During the civil war, the people of Cinquera couldn’t hope to thrive, they could only hope to survive.  At the end of our visit, Don Pablo and his friend, Réne, take us along winding back roads to a place outside of the nearby village of Guadalupe, the site of a massacre of civilian refugees during the war.  The one survivor of the attack was able to witness to what had happened.  About thirty woman and children were moving along the side of a mountain when the army caught up with them.  Machine gun fire caught all of the adults, but went over the heads of several of the smaller children, who ran into the forest.  As she hid among the trees, the witness heard one of the officers call to the children to come out.  He had food for them, he said, and milk and chocolate.  He wouldn’t hurt them, he just wanted to talk to them.  When the children finally came out from the forest, the officer asked them where the men were hiding.  When the children replied that no men were with them, the officer gave the order to his soldiers to shoot them.  Réne said that as the witness ran, she came across the body of a dead mother, her two-year-old lying across her, crying.  Take me with you, take me with you, the child begged.  The young woman hesitated, but realizing that she would not likely escape with a toddler in tow, she ran on, leaving the child behind.  When she returned to the massacre site, she saw that the child had been shot.  She still has nightmares about this, Réne says.
The Guadalupe Massacre
Without the witness, no one might have found out the truth of what happened, or ever the massacre site, the fate of so many scenes of death and destruction during the long war.  After the Guadalupe massacre, some bodies were buried, some were hacked to pieces, the arms and legs thrown into the forest to rot.  An important part of the healing process after the war has been to document atrocities, bury the dead openly, and find ways to remember that reach the majority of Salvadorans born too late to have any real memory of the conflict.  People from Cinquera gathered the remains from the massacre and built a mausoleum to house them.  Painted on the sides of the white tomb are U.S. warplanes flying over masses of protesting Salvadorans.  The United States bears a large share of the responsibility for devastation of the war, but even in the face of this, Don Pablo and Réne, like so many Salvadorans, seem to be able to forgive as long as they are not asked to forget.  Réne tells us that he still sees men in the area around Cinquera who fought as government soldiers in the war.  Most are unrepentant, and Réne says that almost all of them act as though the war never happened.  When pressed, they blame their officers for the atrocities they committed.  But, Réne says, a few of them are beginning to have doubts about what they did, and the direction the country is taking.  There’s still hope.

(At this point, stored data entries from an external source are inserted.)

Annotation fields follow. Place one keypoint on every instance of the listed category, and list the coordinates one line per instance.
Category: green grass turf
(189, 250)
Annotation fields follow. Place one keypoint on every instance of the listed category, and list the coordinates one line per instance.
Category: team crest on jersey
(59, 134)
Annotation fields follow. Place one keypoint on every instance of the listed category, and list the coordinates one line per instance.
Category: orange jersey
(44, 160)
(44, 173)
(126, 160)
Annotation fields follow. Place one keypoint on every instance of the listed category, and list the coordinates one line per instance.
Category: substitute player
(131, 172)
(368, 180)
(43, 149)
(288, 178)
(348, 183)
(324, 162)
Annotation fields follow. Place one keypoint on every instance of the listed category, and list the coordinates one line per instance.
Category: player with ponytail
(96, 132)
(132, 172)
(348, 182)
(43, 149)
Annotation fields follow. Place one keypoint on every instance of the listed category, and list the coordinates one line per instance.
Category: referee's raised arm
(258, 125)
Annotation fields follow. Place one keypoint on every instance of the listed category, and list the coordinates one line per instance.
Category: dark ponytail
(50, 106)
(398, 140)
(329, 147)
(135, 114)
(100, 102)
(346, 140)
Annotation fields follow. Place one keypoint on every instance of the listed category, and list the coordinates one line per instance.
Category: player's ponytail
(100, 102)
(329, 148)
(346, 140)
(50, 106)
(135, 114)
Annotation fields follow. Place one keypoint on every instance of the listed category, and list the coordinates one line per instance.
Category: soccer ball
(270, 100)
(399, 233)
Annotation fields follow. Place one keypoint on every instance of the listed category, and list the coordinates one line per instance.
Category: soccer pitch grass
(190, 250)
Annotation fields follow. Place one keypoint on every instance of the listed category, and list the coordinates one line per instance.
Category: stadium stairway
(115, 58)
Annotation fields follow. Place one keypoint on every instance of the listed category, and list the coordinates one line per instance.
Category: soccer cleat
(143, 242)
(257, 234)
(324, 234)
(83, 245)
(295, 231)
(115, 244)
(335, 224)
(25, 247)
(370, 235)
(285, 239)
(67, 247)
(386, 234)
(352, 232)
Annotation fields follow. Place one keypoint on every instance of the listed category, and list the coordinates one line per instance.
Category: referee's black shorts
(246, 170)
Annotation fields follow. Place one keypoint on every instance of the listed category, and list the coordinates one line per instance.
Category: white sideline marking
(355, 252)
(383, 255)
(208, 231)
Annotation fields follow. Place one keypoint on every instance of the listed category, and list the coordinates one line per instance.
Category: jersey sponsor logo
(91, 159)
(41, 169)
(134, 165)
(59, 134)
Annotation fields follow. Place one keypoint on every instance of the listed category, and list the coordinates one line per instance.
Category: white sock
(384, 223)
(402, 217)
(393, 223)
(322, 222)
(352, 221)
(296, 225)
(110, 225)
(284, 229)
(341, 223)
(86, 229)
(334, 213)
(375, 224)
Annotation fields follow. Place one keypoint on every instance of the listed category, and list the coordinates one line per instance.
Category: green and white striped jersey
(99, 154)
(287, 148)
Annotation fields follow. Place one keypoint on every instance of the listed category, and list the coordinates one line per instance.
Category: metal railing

The hills where the refugees were spotted and attacked by the army
The road to the massacre site
Réne & Don Pablo at the mausoleum. The planes on the side are labeled "USA"
On top of the tomb, Monsignor Romero is pictured with two beloved rebel  commanders
Don Pablo asks if we can end with a prayer.  Actually, we end with many prayers, because there’s much to pray about.  We ask God to comfort and bless those who lost family and friends in the war.  We ask God to heal the divisions that still run so deeply between old enemies, and that continue to wrench El Salvador.  And we pray that God will heal the many who have suffered trauma and torture and feel unable to recover.  Don Pablo closes us in prayer with a litany that’s become familiar to us on our pilgrimage.  Viva Romero – Viva!  Viva international solidarity forever – Viva!